Many cooks like to use a base of bottled mustard under their rub. Bottled mustard is a mix of powdered mustard with water, vinegar, and/or white wine, all mostly water. The amount of mustard powder is so small that by the time the water steams off and drips away, the mustard powder remaining is miniscule. If you want a mustard flavor, you will do much better by simply sprinkling it on the meat. Far more important is what is in the rub than under the rub. So use whatever you want.
Toasting many spices amplifies their flavors by releasing their oils and changing chemicals constructions through the maillard effect. So here’s a trick to take your rubs to the next level. Warm a frying pan over medium heat and pour in your spices. Stir or shake them often. Don’t let them sit still for more than 10 seconds or they can burn. It only takes about two minutes to bloom them. You’ll know when the fragrance jumps out at you.
Either pour them out of the hot pan immediately or else they will continue to cook and burn or, if you wish, make a wet rub by adding some oil, not a lot, just enough to make a paste, and turn the heat as low as possible and cook for another minute so the oil will pull out more of the flavor.
To prevent contaminating your rub with uncooked meat juices, spoon out the proper amount before you start and seal the bottle for future use. Keep your powder dry.
There is a popular myth that you should not rub a rub, that you should sprinkle it on because rubbing it in cuts the surface and juices will run out.
Humbug. There is a reason they are called cuts of meat. Meat is muscle that has been cut to remove it from the bones, fat, and other muscles. The surface has already been in a knife fight and there are gazillions of muscle fibers that have been sliced open. There are also bazillions of microscopic ridges, valleys, cracks, crevices, pits, pockmarks, and pores in the surface. The surface is far from smooth. Rubbing a rub into the surface can’t hurt it one bit. It is not going to lose any more juice than if you just sprinkle it on. And rubbing might just help the meat hold onto the rub better.
To prevent cross-contamination, one hand sprinkles on the rub and the other hand does the rubbing. Don’t put the hand that is rubbing into the powder.
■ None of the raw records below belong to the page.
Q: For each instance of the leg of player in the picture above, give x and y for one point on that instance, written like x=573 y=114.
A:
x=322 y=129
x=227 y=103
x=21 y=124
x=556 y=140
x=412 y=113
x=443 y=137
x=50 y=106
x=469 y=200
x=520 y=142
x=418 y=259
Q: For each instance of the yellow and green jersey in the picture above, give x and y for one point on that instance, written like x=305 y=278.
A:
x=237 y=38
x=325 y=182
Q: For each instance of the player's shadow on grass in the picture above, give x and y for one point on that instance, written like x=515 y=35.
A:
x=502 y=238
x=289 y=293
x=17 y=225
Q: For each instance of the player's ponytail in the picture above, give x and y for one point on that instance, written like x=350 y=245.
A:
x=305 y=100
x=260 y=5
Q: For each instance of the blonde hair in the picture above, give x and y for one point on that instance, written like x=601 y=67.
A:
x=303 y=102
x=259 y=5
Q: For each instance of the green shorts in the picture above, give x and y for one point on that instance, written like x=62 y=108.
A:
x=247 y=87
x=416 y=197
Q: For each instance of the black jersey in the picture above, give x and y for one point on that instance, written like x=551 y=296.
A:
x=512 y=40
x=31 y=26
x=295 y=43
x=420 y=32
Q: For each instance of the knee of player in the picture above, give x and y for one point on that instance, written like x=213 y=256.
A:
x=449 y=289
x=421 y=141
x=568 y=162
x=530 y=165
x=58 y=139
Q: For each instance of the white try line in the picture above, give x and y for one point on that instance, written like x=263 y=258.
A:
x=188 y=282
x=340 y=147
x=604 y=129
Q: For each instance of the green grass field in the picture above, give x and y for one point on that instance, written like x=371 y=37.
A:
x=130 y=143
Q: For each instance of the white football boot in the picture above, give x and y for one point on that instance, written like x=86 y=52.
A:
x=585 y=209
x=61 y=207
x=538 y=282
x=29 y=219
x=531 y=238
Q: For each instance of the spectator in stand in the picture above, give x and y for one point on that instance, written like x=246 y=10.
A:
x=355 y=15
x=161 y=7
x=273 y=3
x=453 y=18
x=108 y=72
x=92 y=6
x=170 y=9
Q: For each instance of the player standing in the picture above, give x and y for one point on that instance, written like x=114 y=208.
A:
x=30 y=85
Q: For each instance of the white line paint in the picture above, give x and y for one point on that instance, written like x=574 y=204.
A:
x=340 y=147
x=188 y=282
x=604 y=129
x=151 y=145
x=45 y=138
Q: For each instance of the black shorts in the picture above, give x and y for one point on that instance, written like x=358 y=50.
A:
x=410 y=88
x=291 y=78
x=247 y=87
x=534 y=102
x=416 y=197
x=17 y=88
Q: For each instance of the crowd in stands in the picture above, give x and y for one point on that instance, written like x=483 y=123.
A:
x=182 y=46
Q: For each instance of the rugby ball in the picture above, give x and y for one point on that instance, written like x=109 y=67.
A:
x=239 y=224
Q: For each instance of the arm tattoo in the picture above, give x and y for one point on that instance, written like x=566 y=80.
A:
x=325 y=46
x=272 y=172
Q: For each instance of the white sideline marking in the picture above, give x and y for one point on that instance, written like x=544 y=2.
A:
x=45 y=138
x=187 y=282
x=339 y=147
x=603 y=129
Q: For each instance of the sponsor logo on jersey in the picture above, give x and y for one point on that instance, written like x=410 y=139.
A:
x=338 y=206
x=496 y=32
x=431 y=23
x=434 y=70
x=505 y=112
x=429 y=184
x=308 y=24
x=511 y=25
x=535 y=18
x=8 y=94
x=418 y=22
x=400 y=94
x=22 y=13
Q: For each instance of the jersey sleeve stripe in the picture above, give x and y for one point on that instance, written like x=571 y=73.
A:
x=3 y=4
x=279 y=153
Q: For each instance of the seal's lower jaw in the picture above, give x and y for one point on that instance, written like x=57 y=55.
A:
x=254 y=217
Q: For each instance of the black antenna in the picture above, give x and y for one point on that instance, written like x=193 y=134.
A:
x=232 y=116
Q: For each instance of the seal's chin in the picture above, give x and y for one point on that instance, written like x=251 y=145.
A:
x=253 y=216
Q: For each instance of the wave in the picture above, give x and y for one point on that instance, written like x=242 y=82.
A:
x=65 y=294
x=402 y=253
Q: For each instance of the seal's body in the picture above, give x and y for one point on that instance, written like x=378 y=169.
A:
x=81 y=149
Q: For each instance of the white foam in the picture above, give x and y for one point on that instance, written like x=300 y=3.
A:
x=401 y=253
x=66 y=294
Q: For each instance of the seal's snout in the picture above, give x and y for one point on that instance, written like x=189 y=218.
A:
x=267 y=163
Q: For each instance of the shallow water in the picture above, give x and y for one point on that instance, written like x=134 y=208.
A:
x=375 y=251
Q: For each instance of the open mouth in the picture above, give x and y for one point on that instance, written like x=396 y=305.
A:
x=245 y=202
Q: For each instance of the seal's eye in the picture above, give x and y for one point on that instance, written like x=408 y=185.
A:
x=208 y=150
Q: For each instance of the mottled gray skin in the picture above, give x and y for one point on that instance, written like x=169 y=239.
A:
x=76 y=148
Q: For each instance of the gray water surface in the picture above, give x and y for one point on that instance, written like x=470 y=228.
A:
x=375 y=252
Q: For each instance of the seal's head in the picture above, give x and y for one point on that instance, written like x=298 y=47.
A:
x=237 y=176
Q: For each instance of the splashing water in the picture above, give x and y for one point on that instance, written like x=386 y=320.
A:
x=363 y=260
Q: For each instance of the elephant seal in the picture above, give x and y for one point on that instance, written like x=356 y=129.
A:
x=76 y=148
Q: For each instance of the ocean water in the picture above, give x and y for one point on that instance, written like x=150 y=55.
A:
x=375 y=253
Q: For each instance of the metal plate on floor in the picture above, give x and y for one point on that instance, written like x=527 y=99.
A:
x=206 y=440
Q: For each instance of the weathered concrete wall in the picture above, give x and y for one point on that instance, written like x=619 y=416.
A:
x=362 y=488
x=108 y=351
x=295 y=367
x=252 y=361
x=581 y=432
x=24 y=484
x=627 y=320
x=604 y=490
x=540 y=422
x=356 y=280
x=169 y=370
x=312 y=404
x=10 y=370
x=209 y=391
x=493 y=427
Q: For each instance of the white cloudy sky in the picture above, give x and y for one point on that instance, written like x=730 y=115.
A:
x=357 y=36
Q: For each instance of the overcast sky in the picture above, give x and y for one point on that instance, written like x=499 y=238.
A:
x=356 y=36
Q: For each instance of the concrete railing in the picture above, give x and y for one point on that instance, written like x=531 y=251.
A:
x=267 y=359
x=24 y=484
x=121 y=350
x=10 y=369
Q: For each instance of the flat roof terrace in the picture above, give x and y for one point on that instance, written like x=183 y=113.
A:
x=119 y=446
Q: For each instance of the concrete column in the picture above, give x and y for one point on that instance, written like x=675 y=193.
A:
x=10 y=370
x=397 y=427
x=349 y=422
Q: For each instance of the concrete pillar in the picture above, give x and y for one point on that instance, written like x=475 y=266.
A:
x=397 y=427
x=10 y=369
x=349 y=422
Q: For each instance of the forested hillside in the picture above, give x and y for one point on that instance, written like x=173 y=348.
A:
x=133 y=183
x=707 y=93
After salting, the best arrangement is on a wire rack over a pan, no wrap. There is nothing about plastic wrap that forces salt or rub molecules into the meat. It is not some sort of vacuum or pressure system. Plastic wrap just gets stuck to the rub and pulls it off when we remove the plastic. Liquid also accumulates in the plastic and washes away some of the spices. If you are dry brining poultry, you actually want airflow around the meat to help desiccate the skin.
In the restaurant world you are required by law to cover or wrap the meat so juices won’t contaminate other foods like veggies. This makes sense, so be very careful if you leave raw meat uncoverd in the fridge. If you wish, a roasting pan with a rack and a dome will work just fine.
If there are odors in the fridge, if there is something really smelly in there, plastic wrap will help keep out the smell, but remember, plastic wrap does not prevent air from entering and exiting, so if there is one of Tony Soprano’s dead friends in your fridge, the smell can penetrate most plastic wraps.
Otherwise, just leave the meat nekkid on a rack in a pan on the bottom shelf of the fridge. If you feel safer wrapping, go ahead. It really won’t hurt much.